[RFC] ARM64: 4 level page table translation for 4KB pages

Mon Mar 31 19:11:34 EDT 2014

On Monday 31 March 2014 16:27:19 Catalin Marinas wrote:
> On Mon, Mar 31, 2014 at 01:53:20PM +0100, Arnd Bergmann wrote:
> > On Monday 31 March 2014 12:31:14 Catalin Marinas wrote:
> > > On Mon, Mar 31, 2014 at 07:56:53AM +0100, Arnd Bergmann wrote:
> > > > On Monday 31 March 2014 12:51:07 Jungseok Lee wrote:
> > > > > Current ARM64 kernel cannot support 4KB pages for 40-bit physical address
> > > > > space described in [1] due to one major issue + one minor issue.
> > > > > 
> > > > > Firstly, kernel logical memory map (0xffffffc000000000-0xffffffffffffffff)
> > > > > cannot cover DRAM region from 544GB to 1024GB in [1]. Specifically, ARM64
> > > > > kernel fails to create mapping for this region in map_mem function
> > > > > (arch/arm64/mm/mmu.c) since __phys_to_virt for this region reaches to
> > > > > address overflow. I've used 3.14-rc8+Fast Models to validate the statement.
> > > > 
> > > > It took me a while to understand what is going on, but it essentially comes
> > > > down to the logical memory map (0xffffffc000000000-0xffffffffffffffff)
> > > > being able to represent only RAM in the first 256GB of address space.
> > > > 
> > > > More importantly, this means that any system following [1] will only be
> > > > able to use 32GB of RAM, which is a much more severe restriction than
> > > > what it sounds like at first.
> > > 
> > > On a 64-bit platform, do we still need the alias at the bottom and the
> > > 512-544GB hole (even for 32-bit DMA, top address bits can be wired to
> > > 512GB)? Only the idmap would need 4 levels, but that's static, we don't
> > > need to switch Linux to 4-levels. Otherwise the memory is too sparse.
> > 
> > I think we should keep a static virtual-to-physical mapping,
> 
> Just so that I understand: with a PHYS_OFFSET of 0?

I hadn't realized at first that it's variable, but I guess 0 would be the easiest,
otherwise we wouldn't be able to use 512GB pages to map the high memory range.

> > and to keep
> > relocating the kernel at compile time without a hack like ARM_PATCH_PHYS_VIRT
> > if at all possible.
> 
> and the kernel running at a virtual alias at a higher position than the
> end of the mapped RAM? IIUC x86_64 does something similar.

That would work, yes.

Another idea is to always run the kernel at PAGE_OFFSET, as today, but create
an alias there if there isn't already RAM at that location with the fixed
PHYS_OFFSET.

> > > > > Secondly, vmemmap space is not enough to cover over about 585GB physical
> > > > > address space.
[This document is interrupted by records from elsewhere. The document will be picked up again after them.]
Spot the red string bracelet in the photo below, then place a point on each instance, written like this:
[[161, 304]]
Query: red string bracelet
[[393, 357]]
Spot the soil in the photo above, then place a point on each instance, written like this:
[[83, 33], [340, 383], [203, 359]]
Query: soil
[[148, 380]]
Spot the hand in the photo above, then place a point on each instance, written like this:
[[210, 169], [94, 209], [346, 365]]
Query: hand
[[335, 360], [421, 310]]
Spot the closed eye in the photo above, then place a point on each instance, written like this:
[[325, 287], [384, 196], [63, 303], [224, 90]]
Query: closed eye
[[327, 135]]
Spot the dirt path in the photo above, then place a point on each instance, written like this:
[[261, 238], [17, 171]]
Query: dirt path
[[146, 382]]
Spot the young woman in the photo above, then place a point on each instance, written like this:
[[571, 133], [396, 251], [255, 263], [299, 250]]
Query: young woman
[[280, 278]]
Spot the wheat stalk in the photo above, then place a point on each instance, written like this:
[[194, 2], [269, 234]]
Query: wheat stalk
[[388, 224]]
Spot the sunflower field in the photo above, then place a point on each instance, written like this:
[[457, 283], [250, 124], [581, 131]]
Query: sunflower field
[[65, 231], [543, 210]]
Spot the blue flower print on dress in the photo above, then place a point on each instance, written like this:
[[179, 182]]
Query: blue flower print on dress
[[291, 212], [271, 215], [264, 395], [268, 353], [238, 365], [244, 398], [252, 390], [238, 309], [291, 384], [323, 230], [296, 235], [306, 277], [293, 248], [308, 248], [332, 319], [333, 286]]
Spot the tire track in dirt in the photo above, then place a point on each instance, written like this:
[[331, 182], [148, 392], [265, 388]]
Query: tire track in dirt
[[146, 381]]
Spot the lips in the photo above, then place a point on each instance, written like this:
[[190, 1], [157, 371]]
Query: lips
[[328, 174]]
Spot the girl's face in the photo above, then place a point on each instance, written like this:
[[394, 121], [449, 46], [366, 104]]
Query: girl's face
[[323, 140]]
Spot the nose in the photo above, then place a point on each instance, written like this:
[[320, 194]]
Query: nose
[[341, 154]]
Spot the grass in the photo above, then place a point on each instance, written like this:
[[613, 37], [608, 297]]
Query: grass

Fortunately, this issue can be resolved as utilizing an extra
> > > > > vmemmap space (0xffffffbe00000000-0xffffffbffbbfffff) in [2]. However,
> > > > > it would not cover systems having a couple of terabytes DRAM.
> > > > 
> > > > This one can be trivially changed by taking more space out of the vmalloc
> > > > area, to go much higher if necessary. vmemmap space is always just a fraction
> > > > of the linear mapping size, so we can accommodate it by definition if we
> > > > find space to fit the physical memory.
> > > 
> > > vmemmap is the total range / page size * sizeof(struct page). So for 1TB
> > > range and 4K pages we would need 8GB (the current value, unless I
> > > miscalculated the above). Anyway, you can't cover 1TB range with
> > > 3-levels.
> > 
> > The size of 'struct page' depends on a couple of configuration variables.
> > If they are all enabled, you might need a bit more, even for configurations
> > that don't have that much address space.
> 
> Yes. We could make vmemmap configurable at run-time or just go for a
> maximum value.

I would just aim for 'large enough': pick a reasonable maximum RAM size
and then leave space for four times as much mem_map as we need.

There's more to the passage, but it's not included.